You are viewing a plain text version of this content. The canonical link for it is here.
Posted to commits@nifi.apache.org by ma...@apache.org on 2022/06/27 15:11:07 UTC
[nifi-minifi-cpp] 02/03: MINIFICPP-1870 Replace IgnoreCaptureGroupZero with IncludeCaptureGroupZero
This is an automated email from the ASF dual-hosted git repository.
martinzink pushed a commit to branch main
in repository https://gitbox.apache.org/repos/asf/nifi-minifi-cpp.git
commit f1e1b486663d4f6de03dc8aa79670b8da17f7eb3
Author: Gabor Gyimesi <ga...@gmail.com>
AuthorDate: Mon Jun 27 16:18:21 2022 +0200
MINIFICPP-1870 Replace IgnoreCaptureGroupZero with IncludeCaptureGroupZero
Closes #1359
Signed-off-by: Martin Zink <ma...@apache.org>
---
.../standard-processors/processors/ExtractText.cpp | 22 +++----------
.../standard-processors/processors/ExtractText.h | 21 +++---------
.../tests/unit/ExtractTextTests.cpp | 38 +++++++++++++++-------
3 files changed, 37 insertions(+), 44 deletions(-)
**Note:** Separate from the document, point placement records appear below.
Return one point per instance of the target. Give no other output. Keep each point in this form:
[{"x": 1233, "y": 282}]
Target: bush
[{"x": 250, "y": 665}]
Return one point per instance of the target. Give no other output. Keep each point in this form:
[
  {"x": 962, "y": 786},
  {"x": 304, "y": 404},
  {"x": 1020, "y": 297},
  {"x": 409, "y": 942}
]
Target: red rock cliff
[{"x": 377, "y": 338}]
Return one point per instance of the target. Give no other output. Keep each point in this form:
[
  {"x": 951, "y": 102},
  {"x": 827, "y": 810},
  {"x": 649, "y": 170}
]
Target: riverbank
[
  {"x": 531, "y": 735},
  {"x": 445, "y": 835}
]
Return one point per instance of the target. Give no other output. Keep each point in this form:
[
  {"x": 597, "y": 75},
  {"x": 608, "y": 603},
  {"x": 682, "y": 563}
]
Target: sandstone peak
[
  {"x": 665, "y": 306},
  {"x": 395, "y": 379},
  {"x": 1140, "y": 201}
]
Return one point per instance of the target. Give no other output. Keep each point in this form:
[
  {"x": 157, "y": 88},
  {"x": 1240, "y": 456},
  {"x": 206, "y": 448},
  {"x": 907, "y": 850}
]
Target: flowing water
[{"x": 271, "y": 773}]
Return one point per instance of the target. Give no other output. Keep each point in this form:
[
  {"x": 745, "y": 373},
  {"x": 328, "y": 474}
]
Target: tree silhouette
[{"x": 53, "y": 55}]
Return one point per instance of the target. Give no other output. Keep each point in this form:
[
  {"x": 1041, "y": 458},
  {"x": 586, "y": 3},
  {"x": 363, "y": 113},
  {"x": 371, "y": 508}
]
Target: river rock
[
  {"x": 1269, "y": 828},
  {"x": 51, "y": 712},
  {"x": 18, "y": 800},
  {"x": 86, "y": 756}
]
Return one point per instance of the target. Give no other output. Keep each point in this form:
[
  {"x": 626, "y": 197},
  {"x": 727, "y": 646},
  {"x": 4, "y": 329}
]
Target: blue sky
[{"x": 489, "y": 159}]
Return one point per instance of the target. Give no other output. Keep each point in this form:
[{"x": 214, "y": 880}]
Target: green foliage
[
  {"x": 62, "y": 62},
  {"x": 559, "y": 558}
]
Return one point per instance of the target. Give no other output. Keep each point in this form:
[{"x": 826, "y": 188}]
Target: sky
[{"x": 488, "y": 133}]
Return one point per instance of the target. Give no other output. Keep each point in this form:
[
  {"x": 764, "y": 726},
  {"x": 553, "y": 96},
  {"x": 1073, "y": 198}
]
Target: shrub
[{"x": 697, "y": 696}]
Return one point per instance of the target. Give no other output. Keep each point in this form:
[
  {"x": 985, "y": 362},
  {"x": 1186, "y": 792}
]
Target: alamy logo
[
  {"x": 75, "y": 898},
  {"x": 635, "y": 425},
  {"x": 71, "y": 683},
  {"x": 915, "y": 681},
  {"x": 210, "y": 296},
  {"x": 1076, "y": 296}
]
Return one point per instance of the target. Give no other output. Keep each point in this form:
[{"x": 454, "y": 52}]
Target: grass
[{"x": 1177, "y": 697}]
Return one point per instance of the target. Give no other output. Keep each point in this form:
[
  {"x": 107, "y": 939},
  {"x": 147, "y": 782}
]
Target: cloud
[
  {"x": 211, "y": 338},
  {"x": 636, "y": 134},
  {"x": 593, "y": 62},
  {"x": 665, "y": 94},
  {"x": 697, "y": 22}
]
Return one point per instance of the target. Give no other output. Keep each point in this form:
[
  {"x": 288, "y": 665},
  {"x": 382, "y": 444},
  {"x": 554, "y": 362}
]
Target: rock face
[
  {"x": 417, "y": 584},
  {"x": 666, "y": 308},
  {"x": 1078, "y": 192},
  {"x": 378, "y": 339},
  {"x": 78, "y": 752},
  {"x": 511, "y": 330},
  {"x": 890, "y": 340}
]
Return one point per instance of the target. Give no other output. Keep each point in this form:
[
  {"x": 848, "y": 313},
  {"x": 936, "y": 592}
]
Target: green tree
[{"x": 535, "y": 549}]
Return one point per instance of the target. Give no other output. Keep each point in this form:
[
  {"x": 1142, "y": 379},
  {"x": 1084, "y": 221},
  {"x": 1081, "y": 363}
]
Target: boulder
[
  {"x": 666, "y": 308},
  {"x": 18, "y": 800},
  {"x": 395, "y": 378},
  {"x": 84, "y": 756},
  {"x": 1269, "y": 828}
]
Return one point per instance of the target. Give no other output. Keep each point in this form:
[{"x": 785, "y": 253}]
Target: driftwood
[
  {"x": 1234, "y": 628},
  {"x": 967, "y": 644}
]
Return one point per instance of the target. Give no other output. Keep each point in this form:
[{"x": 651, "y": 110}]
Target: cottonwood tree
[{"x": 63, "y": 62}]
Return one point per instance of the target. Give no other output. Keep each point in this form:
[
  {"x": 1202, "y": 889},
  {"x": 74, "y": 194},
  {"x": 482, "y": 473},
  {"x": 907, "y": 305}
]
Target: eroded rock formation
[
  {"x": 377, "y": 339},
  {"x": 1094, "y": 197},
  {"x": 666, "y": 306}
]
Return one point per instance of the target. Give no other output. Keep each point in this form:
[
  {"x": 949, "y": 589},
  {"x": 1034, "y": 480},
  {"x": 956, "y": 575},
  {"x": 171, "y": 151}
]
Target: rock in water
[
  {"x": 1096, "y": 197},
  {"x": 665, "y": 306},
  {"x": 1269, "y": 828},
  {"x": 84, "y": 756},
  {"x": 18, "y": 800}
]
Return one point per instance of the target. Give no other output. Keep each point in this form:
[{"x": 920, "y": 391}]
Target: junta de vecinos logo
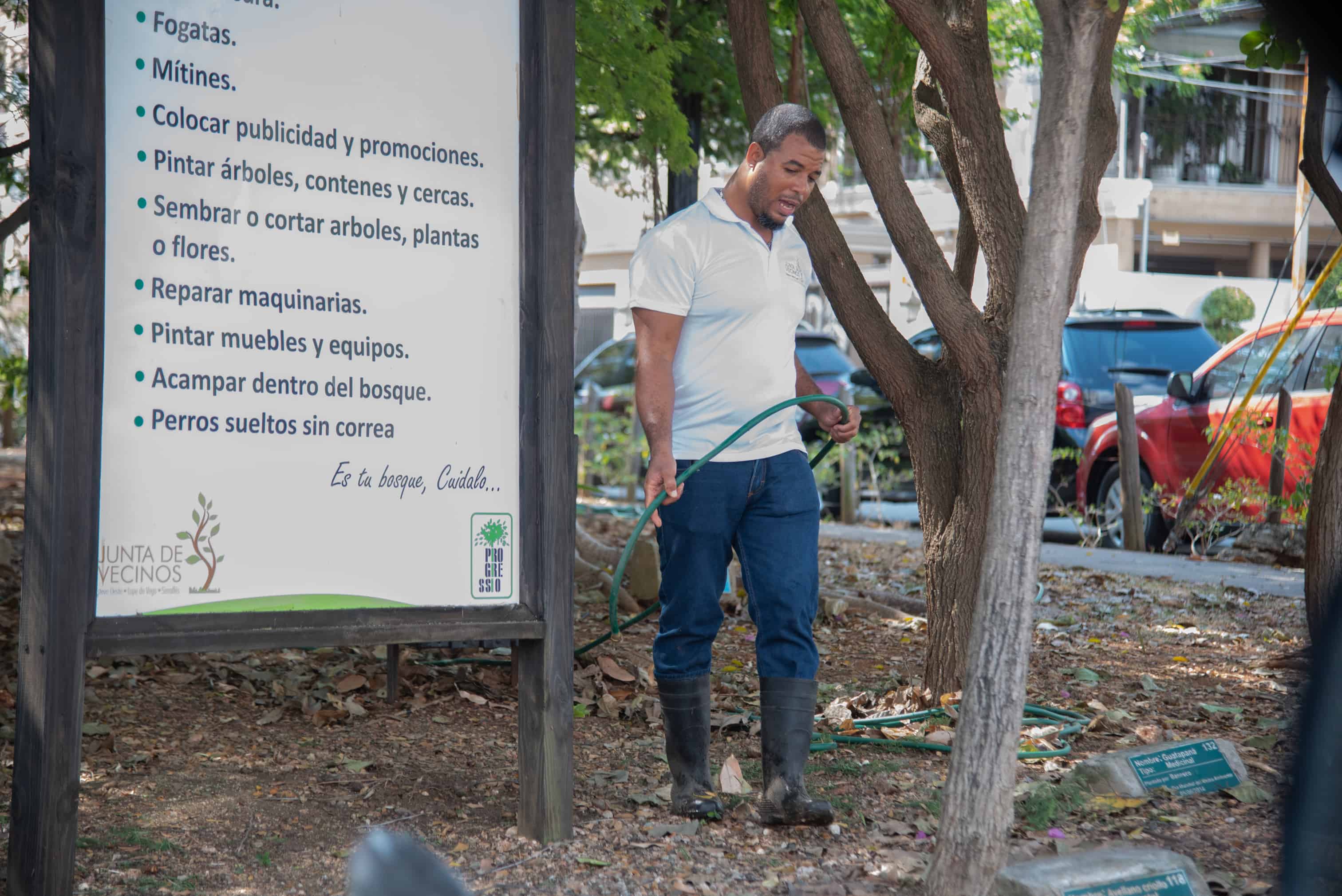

diff --git a/extensions/standard-processors/processors/ExtractText.cpp b/extensions/standard-processors/processors/ExtractText.cpp
index 9a0d86661..dc7be63e8 100644
--- a/extensions/standard-processors/processors/ExtractText.cpp
+++ b/extensions/standard-processors/processors/ExtractText.cpp
@@ -22,7 +22,6 @@
#include <string>
#include <memory>
#include <map>
-#include <iostream>
#include <sstream>
#include <utility>
@@ -35,11 +34,7 @@
#include "utils/gsl.h"
#include "utils/RegexUtils.h"
-namespace org {
-namespace apache {
-namespace nifi {
-namespace minifi {
-namespace processors {
+namespace org::apache::nifi::minifi::processors {
constexpr size_t MAX_BUFFER_SIZE = 4096;
constexpr int MAX_CAPTURE_GROUP_SIZE = 1024;
@@ -57,7 +52,7 @@ core::Property ExtractText::RegexMode(
->withDescription("Set this to extract parts of flowfile content using regular experssions in dynamic properties")
->withDefaultValue<bool>(false)->build());
-core::Property ExtractText::IgnoreCaptureGroupZero(
+core::Property ExtractText::IncludeCaptureGroupZero(
core::PropertyBuilder::createProperty("Include Capture Group 0")
->withDescription("Indicates that Capture Group 0 should be included as an attribute. "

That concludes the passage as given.